Proceedings Article | 8 October 2018
KEYWORDS: Video surveillance, Optical flow, Video, Motion models, Kinematics, Cameras, Computer programming, Visualization, Motion analysis, Feature extraction
Visual surveillance is of utmost importance for ensuring public safety and, detecting and preventing violent activities. The rapidly increasing number of surveillance cameras makes automated visual surveillance necessary, since monitoring a large of number of cameras by operators is not feasible, requiring a huge workload. In this paper, we propose a compact method for automated analysis of behaviours in crowds, specifically detecting the abnormal activities in crowd videos, which is one of the most critical applications of visual surveillance. The most intuitive way of abnormal activity detection is to consider common and typical activities in the scenes as normal and any unseen strange activities as anomalies that might be due to dangerous events.

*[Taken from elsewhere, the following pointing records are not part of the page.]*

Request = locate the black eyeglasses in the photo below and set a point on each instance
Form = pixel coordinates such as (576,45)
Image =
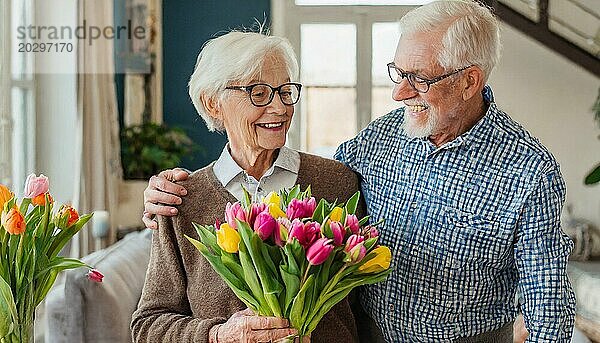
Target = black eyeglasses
(418,83)
(261,94)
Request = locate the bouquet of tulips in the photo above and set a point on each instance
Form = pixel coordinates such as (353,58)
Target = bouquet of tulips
(31,237)
(292,257)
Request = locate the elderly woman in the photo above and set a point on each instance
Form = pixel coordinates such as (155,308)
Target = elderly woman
(242,84)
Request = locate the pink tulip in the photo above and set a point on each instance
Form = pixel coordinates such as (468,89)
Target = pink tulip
(356,254)
(35,185)
(352,223)
(338,233)
(301,208)
(353,241)
(255,209)
(265,225)
(234,211)
(95,275)
(319,251)
(306,234)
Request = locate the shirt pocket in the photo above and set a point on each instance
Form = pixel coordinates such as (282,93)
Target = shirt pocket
(474,239)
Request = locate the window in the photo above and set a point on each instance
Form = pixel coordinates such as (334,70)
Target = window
(17,112)
(343,51)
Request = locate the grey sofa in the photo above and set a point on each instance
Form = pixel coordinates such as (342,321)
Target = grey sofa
(78,310)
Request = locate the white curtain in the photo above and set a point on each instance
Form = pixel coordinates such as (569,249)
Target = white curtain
(99,164)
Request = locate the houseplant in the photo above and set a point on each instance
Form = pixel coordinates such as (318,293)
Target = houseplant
(594,176)
(149,148)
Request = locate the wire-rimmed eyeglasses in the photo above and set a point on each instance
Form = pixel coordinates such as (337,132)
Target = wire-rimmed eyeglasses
(261,94)
(418,83)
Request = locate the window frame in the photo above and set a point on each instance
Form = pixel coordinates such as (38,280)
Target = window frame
(287,17)
(15,166)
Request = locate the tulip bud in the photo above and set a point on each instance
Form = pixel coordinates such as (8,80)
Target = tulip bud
(5,196)
(35,185)
(338,233)
(353,241)
(40,200)
(356,254)
(319,251)
(228,238)
(255,209)
(336,214)
(301,208)
(265,225)
(13,221)
(381,261)
(306,234)
(234,211)
(352,223)
(94,275)
(276,212)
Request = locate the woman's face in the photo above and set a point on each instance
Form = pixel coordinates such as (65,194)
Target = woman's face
(251,128)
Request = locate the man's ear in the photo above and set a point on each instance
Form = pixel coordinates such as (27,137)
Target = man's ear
(212,106)
(474,82)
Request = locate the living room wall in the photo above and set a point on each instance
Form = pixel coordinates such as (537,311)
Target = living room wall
(187,25)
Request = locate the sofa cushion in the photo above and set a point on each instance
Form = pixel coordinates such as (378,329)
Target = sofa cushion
(79,310)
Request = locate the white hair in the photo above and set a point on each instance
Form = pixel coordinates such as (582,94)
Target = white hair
(470,32)
(234,57)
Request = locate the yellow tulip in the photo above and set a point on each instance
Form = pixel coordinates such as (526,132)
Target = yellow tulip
(336,214)
(276,212)
(228,238)
(379,263)
(272,198)
(5,195)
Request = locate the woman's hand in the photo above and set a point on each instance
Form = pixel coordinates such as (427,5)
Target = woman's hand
(163,191)
(245,326)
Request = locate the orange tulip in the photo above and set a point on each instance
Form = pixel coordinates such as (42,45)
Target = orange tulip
(40,200)
(13,221)
(5,195)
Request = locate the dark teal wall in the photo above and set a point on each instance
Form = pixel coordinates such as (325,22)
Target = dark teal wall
(187,24)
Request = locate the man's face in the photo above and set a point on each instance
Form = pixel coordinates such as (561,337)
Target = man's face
(436,112)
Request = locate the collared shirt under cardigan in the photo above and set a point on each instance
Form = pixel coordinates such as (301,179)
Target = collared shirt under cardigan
(469,223)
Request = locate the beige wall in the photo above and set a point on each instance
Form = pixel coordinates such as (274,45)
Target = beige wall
(552,98)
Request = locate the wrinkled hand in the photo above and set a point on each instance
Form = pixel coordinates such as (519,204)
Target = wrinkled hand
(162,191)
(245,326)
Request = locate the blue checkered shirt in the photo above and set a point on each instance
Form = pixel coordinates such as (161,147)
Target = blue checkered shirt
(469,223)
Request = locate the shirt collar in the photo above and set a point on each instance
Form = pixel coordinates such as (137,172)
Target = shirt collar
(226,169)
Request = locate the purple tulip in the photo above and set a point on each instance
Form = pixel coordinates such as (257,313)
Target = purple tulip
(306,234)
(265,225)
(301,208)
(338,232)
(353,241)
(319,251)
(35,185)
(234,211)
(352,223)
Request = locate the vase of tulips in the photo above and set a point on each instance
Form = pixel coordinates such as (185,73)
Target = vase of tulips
(32,235)
(293,257)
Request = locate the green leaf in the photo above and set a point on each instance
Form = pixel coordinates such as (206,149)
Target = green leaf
(352,203)
(297,311)
(593,177)
(8,309)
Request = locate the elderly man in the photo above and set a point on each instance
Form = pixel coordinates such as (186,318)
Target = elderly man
(471,200)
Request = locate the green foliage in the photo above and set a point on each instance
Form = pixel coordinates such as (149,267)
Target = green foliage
(594,176)
(149,148)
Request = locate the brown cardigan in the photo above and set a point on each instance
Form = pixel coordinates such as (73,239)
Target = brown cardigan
(183,297)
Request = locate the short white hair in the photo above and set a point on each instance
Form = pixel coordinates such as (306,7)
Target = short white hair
(470,32)
(234,57)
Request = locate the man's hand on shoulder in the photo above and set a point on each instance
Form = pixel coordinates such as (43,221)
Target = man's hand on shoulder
(161,192)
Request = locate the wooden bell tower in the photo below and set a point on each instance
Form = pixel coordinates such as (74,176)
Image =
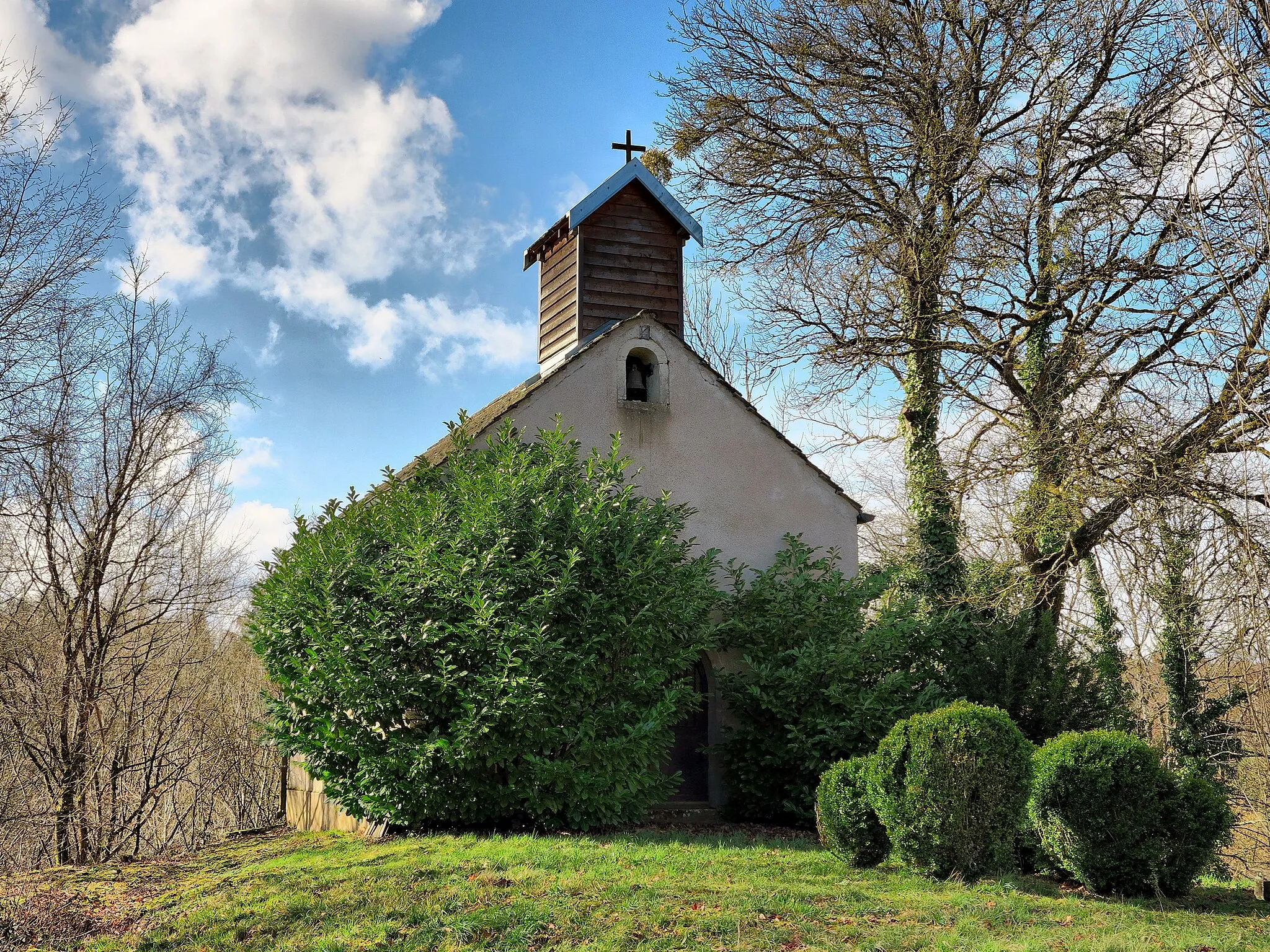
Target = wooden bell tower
(618,252)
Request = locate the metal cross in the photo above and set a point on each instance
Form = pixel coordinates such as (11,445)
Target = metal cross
(628,148)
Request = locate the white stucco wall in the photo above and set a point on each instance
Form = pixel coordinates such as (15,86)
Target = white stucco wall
(700,442)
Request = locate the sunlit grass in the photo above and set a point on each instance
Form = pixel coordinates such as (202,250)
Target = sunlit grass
(639,890)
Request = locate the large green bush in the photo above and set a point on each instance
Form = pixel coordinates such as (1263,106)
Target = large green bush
(1100,801)
(950,788)
(845,818)
(1198,823)
(821,683)
(495,640)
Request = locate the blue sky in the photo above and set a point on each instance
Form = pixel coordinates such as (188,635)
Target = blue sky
(345,188)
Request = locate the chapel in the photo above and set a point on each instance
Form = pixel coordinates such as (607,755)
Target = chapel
(613,359)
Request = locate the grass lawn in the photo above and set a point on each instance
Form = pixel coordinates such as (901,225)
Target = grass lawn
(648,890)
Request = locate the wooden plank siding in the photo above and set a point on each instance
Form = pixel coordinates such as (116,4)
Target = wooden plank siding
(626,257)
(631,260)
(558,300)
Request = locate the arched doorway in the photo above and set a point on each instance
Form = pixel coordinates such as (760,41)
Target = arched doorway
(691,736)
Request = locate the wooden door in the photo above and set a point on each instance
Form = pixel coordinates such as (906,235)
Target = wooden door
(687,754)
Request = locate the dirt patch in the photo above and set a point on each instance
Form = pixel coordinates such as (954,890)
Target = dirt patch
(65,906)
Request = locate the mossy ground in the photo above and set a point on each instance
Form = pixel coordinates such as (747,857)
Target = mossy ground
(648,890)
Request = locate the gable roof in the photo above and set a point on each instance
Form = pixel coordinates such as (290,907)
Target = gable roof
(493,412)
(634,170)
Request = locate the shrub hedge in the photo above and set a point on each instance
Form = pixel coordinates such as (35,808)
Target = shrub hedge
(822,681)
(498,640)
(846,821)
(1100,803)
(951,786)
(1198,823)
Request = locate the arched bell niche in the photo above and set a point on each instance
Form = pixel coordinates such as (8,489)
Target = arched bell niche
(643,377)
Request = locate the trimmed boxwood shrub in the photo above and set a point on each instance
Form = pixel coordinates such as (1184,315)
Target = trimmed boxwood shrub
(1100,801)
(1198,823)
(498,640)
(950,788)
(849,827)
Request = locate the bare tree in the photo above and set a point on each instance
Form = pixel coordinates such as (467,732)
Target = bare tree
(54,230)
(115,570)
(845,145)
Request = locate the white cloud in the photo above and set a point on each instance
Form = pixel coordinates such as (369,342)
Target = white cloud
(258,528)
(269,355)
(262,152)
(255,454)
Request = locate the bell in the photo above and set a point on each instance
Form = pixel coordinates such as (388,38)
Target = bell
(634,376)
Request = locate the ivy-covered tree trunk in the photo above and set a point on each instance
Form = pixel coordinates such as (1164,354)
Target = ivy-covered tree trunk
(1201,738)
(1108,656)
(939,563)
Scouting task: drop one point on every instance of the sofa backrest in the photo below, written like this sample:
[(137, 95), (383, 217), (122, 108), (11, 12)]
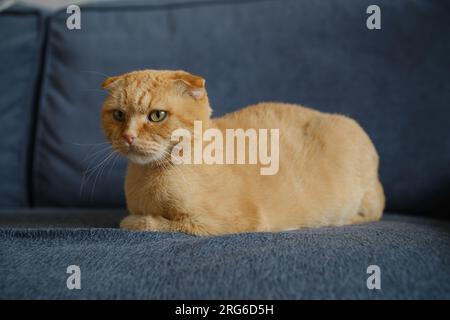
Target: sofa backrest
[(21, 38), (394, 81)]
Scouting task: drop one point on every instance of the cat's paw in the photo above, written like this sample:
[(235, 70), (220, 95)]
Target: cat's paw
[(138, 223)]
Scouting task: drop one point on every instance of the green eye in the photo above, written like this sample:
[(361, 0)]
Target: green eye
[(119, 115), (157, 115)]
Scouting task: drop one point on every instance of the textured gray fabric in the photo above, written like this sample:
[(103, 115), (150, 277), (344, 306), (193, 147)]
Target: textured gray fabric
[(21, 34), (325, 263)]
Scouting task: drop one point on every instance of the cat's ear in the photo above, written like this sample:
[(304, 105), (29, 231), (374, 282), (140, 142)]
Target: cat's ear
[(192, 85), (110, 82)]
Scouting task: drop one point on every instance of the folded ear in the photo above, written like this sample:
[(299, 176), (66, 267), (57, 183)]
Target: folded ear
[(109, 82), (192, 85)]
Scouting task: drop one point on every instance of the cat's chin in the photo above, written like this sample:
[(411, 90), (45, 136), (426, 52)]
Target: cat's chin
[(143, 159)]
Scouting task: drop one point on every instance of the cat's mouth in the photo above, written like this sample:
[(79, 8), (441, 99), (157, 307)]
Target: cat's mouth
[(141, 157)]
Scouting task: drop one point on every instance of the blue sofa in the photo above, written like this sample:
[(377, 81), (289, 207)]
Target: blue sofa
[(60, 206)]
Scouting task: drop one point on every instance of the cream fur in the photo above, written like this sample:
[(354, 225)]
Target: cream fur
[(328, 174)]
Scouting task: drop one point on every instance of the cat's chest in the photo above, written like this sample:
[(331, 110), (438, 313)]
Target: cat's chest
[(147, 191)]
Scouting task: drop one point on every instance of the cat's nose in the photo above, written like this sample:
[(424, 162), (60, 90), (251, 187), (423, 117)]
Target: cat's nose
[(128, 138)]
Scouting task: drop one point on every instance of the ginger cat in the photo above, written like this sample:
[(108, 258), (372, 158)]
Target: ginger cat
[(327, 175)]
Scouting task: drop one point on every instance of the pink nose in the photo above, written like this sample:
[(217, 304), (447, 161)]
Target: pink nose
[(128, 138)]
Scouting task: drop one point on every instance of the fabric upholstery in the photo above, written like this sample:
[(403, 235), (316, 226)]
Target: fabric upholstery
[(21, 35), (325, 263), (394, 81)]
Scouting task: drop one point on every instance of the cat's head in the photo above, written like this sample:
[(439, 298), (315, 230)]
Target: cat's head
[(143, 108)]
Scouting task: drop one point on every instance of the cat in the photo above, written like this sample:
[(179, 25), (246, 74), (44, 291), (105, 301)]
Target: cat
[(328, 166)]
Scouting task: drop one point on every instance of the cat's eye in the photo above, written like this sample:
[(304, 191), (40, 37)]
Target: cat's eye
[(157, 115), (119, 115)]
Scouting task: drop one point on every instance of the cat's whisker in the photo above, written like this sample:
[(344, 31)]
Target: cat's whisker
[(92, 156), (89, 144), (91, 170), (100, 171)]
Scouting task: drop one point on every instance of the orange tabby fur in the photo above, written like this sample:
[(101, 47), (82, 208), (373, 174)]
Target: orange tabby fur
[(328, 172)]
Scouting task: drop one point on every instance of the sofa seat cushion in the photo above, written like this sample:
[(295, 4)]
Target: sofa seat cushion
[(394, 81), (326, 263)]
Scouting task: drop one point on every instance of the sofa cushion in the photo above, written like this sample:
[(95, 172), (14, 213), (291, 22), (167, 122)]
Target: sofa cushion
[(20, 54), (394, 81), (324, 263)]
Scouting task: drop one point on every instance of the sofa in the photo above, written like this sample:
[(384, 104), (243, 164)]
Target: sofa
[(61, 205)]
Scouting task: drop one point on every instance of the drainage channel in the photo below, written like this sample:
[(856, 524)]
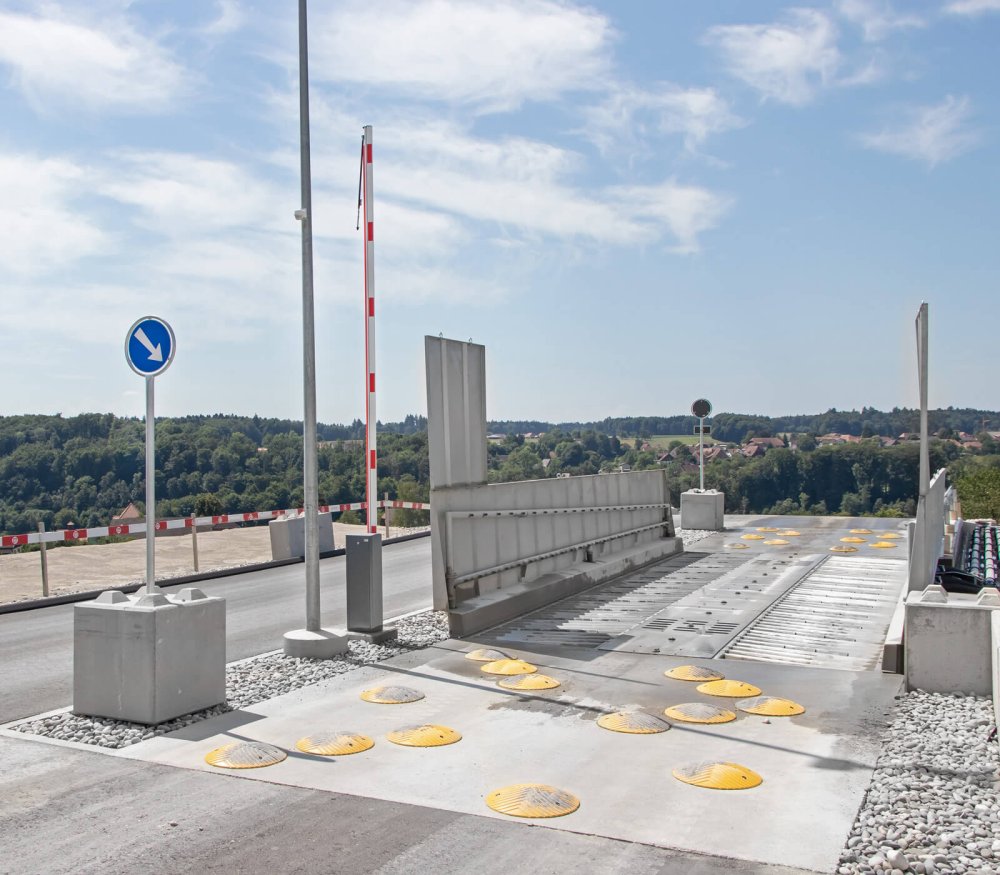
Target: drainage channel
[(598, 615), (836, 617)]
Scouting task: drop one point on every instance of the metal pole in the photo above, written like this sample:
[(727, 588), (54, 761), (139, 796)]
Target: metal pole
[(150, 489), (194, 540), (309, 462), (45, 562), (701, 453), (371, 464)]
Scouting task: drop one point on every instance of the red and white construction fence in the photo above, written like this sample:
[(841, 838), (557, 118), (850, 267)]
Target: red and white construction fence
[(61, 535)]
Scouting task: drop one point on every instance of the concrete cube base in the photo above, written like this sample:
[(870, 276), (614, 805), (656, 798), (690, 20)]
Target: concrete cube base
[(948, 641), (149, 658), (703, 510)]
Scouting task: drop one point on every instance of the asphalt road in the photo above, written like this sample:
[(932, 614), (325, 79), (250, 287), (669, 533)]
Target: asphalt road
[(36, 647)]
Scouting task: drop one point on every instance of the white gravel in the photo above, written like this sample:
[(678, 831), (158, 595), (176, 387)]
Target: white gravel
[(247, 682), (933, 804)]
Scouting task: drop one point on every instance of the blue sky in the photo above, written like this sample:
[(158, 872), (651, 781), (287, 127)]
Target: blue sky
[(631, 204)]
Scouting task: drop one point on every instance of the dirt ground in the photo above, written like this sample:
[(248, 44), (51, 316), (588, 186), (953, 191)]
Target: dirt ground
[(85, 567)]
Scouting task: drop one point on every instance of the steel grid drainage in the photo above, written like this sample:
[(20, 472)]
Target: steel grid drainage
[(728, 689), (335, 743), (770, 706), (532, 800), (245, 755), (508, 667), (633, 723), (693, 673), (427, 735), (718, 776), (529, 682), (699, 712), (392, 695)]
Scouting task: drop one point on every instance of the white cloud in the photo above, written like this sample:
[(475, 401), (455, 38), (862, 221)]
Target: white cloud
[(785, 61), (493, 55), (931, 134), (180, 194), (55, 59), (630, 113), (972, 7), (876, 18), (40, 228), (230, 18)]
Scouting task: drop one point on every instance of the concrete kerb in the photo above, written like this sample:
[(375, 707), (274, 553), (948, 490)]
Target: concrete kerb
[(128, 589)]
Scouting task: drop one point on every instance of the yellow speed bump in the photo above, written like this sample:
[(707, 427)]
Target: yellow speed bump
[(245, 755), (509, 667), (693, 673), (392, 695), (632, 722), (334, 744), (770, 706), (487, 654), (532, 800), (529, 682), (729, 689), (699, 712), (718, 776), (428, 735)]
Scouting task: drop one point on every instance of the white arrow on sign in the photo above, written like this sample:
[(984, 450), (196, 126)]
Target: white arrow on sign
[(155, 352)]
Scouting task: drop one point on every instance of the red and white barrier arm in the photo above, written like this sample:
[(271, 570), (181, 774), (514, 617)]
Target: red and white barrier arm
[(111, 531)]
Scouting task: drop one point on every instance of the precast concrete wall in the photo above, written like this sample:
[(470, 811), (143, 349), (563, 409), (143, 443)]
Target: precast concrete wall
[(491, 536)]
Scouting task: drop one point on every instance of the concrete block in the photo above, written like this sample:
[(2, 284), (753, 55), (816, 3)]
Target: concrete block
[(150, 657), (948, 645), (703, 510), (288, 536)]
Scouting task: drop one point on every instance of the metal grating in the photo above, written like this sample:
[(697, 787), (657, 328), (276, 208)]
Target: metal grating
[(836, 617)]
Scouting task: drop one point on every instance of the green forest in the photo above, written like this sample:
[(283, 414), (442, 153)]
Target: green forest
[(82, 470)]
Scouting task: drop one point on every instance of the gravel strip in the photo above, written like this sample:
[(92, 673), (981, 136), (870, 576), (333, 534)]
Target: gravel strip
[(933, 804), (247, 682)]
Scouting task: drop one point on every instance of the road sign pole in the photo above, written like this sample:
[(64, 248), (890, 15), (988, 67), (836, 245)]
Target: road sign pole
[(701, 453), (150, 488)]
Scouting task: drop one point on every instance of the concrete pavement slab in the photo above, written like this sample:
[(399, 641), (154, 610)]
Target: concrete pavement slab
[(816, 767)]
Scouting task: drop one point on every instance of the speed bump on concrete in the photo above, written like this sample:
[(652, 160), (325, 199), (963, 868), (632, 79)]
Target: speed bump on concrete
[(529, 682), (693, 673), (508, 667), (335, 743), (729, 689), (245, 755), (770, 706), (699, 712), (718, 776), (426, 735), (392, 695), (487, 654), (633, 723), (532, 800)]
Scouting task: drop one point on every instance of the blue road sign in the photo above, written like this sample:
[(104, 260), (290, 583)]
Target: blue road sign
[(150, 346)]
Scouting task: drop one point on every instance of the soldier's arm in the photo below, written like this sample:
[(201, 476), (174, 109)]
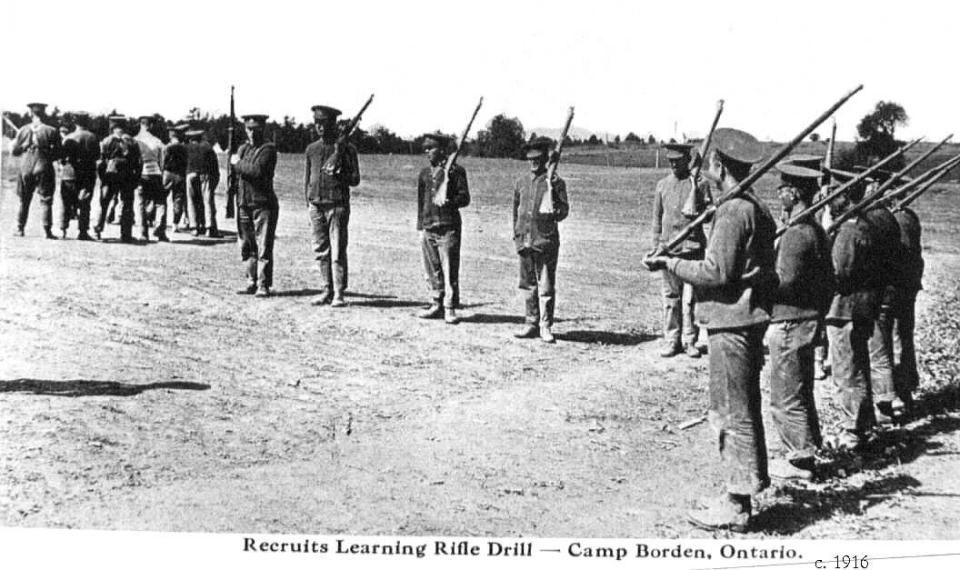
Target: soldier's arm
[(561, 206), (461, 194), (720, 263)]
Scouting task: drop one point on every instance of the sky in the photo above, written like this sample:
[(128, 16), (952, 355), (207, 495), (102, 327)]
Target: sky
[(626, 66)]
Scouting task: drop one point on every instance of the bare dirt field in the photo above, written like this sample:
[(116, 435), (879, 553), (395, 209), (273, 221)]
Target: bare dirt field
[(137, 391)]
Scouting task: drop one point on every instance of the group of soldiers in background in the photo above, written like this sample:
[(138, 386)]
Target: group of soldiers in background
[(127, 166), (860, 284)]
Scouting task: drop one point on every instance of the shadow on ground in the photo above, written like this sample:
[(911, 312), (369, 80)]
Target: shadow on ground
[(80, 388)]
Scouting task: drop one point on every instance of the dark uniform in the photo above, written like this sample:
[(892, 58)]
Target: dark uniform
[(258, 206), (672, 194), (733, 284), (175, 174), (537, 239), (803, 293), (38, 145), (120, 168), (327, 191), (203, 176), (81, 151), (440, 228)]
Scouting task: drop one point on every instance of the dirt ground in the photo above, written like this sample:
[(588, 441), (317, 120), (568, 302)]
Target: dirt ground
[(137, 391)]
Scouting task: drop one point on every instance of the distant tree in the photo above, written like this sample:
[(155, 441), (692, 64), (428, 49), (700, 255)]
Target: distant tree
[(503, 138)]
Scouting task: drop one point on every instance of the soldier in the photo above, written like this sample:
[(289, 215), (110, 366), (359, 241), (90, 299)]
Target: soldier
[(39, 145), (440, 228), (906, 378), (671, 195), (537, 239), (330, 172), (120, 168), (203, 176), (254, 164), (849, 321), (804, 290), (732, 284), (81, 151), (175, 174), (153, 194)]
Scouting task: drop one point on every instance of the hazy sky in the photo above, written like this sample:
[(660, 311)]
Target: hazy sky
[(626, 66)]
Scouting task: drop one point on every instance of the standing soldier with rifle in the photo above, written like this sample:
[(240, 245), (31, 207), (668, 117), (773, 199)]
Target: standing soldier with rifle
[(732, 283), (332, 168), (803, 293), (258, 208), (537, 237), (39, 146)]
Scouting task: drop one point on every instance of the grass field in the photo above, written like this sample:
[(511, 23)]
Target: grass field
[(138, 392)]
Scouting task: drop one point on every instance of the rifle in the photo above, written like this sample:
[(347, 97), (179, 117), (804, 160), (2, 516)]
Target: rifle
[(332, 165), (690, 206), (546, 202), (440, 197), (941, 171), (747, 182), (856, 179), (232, 181)]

When tragic incidents such as accidents, disasters, shootings and violent behaviours happen, people tend to move in a very fast pace and in arbitrary directions. Thus, the proposed method consists of modelling the activities of crowds in the scenes during regular events, and analysing the spatial and temporal changes in their motion, which may be related to abnormal activities. For defining the crowd activities, first, crowd specific motion representations are computed. The computed representations utilize motion attributes such as speed, direction and acceleration of people in the crowds. Next, by employing these representations, typical activities in crowd videos, related to normal behaviours of people when no abnormal activities are present, are learned. Later, the distributions of motion representations are inspected; abrupt changes in the distributions of motion representations, occurring in several parts of the scenes, are labelled as anomalies. Experiments, conducted on a publicly available dataset, involving videos of crowds, reveal that the proposed method is effective in detecting abnormal activities. Additionally, quantitative performance of variants of the proposed method including the baseline approaches were measured for a comparison.